I have recently learned about binary space partitioning trees and their application to 3d graphics and collision detection. I have also briefly perused material relating to quadtrees and octrees. When would you use quadtrees over bsp trees, or vice versa? Are they interchangeable? I would be satisfied if I had enough information to fill out a table like this:
| BSP | Quadtree | Octree ------------+----------------+------- Situation A | X | | Situation B | | X | Situation C | | | X
What are A, B, and C?
Simply, a BSP tree is a heirarchical subdivisions of n dimensional space into convex subspaces. Each node has a front and back leaf. Starting off with the root node, all subsequent insertions are partitioned by the hyperplane of the current node. In 2 dimensional space, a hyperplane is a line.
Binary space partitioning was developed in the context of 3D computer graphics in 1969. The structure of a BSP tree is useful in rendering because it can efficiently give spatial information about the objects in a scene, such as objects being ordered from front-to-back with respect to a viewer at a given location.
Binary Space Partitioning is implemented for recursively subdividing a space into two convex sets by using hyperplanes as partitions. This process of subdividing gives rise to the representation of objects within the space in the form of tree data structure known as BSP Tree.
An octree is a tree data structure in which each internal node has exactly eight children. Octrees are most often used to partition a three-dimensional space by recursively subdividing it into eight octants. Octrees are the three-dimensional analog of quadtrees.
There is no clear answer to your question. It depends entirely how your data is organized.
Something to keep in mind:
Quadtrees work best for data that is mostly two dimensional like map-rendering in navigation systems. In this case it's faster than octrees because it adapts better to the geometry and keeps the node-structures small.
Octrees and BVHs (Bounding Volume Hierarchies) benefit if the data is three dimensional. It also works very well if your geometric entities are clustered in 3D space. (see Octree vs BVH) (archived from original)
The benefit of Oc- and Quadtrees is that you can stop generating trees anytime you wish.
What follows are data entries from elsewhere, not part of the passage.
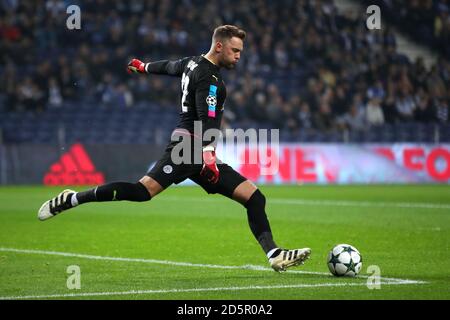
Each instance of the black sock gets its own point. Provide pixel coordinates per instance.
(115, 191)
(258, 222)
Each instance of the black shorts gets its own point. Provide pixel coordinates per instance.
(165, 172)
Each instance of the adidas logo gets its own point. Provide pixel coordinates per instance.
(74, 168)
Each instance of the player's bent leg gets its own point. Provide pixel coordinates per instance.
(143, 190)
(153, 187)
(280, 259)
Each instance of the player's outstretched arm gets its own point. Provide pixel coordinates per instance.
(165, 67)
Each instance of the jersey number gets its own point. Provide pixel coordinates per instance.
(184, 88)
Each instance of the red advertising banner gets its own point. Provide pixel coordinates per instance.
(344, 164)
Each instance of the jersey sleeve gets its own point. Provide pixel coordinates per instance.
(168, 67)
(205, 104)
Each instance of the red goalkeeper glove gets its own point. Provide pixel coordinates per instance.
(210, 170)
(136, 66)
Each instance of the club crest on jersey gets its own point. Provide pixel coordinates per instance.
(167, 169)
(211, 101)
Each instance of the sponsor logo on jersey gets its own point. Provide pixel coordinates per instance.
(211, 100)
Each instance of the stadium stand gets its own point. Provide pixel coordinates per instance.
(317, 75)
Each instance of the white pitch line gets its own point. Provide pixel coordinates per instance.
(327, 203)
(140, 292)
(186, 264)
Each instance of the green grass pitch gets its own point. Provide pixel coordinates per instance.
(185, 244)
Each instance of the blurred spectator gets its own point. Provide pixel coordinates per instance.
(304, 65)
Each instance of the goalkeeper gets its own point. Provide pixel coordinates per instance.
(203, 95)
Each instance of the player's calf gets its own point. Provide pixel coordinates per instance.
(116, 191)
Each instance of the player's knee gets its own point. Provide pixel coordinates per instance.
(257, 200)
(142, 193)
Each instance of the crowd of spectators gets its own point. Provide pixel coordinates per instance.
(427, 21)
(304, 65)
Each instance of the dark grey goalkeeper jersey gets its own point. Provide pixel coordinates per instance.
(203, 91)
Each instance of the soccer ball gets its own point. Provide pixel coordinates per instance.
(344, 260)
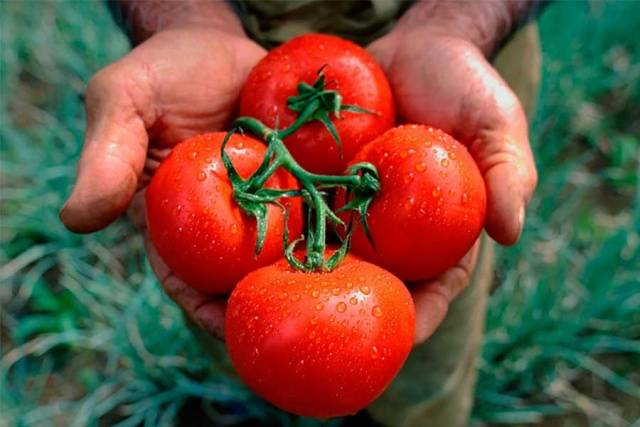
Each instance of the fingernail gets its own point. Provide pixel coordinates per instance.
(520, 221)
(62, 212)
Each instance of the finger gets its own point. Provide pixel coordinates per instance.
(206, 311)
(432, 299)
(506, 162)
(114, 150)
(497, 136)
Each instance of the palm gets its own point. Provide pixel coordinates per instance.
(451, 85)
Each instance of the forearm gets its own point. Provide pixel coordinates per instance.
(143, 18)
(485, 23)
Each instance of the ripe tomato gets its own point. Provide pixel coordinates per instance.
(431, 207)
(349, 69)
(196, 226)
(320, 344)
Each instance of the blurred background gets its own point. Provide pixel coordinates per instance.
(87, 337)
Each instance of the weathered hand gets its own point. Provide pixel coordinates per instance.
(176, 84)
(447, 82)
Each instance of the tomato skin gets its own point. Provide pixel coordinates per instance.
(431, 207)
(320, 344)
(196, 226)
(349, 69)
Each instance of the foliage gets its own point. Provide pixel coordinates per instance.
(88, 338)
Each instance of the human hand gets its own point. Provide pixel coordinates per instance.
(178, 83)
(450, 85)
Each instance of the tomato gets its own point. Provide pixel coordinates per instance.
(195, 224)
(431, 207)
(349, 69)
(319, 344)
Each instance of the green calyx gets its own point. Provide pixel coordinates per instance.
(360, 181)
(316, 103)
If you want to render graphics using a graphic accelerator it allows you to just generate trees on an object level and send each object in a single draw-call to the graphics API. This performs much better than sending individual triangles (something you have to do if you use BSP-Trees to the full extent).
BSP-Trees are a special case really. They work very very well in 2D and 3D, but generating good BSP-Trees is an art form on its own. BSP-Trees have the drawback that you may have to split your geometry into smaller pieces. This can increase the overall polygon-count of your data-set. They are nice for rendering, but they are much better for collision detection and ray-tracing.
A nice property of the BSP-trees is that they decompose a polygon-soup into a structure that can be perfectly rendered back to front (and vice versa) from any camera position without doing an actual sort. The order from each viewpoint is part of the data-structure and done during BSP-Tree compilation.
That, by the way, is the reason why they were so popular 10 years ago. Quake used them because it allowed the graphic engine / software rasterizer to not use a costly z-buffer.
All the trees mentioned are just families of trees. There are loose octrees, kd-trees hybrid-trees and lots of other related structures as well.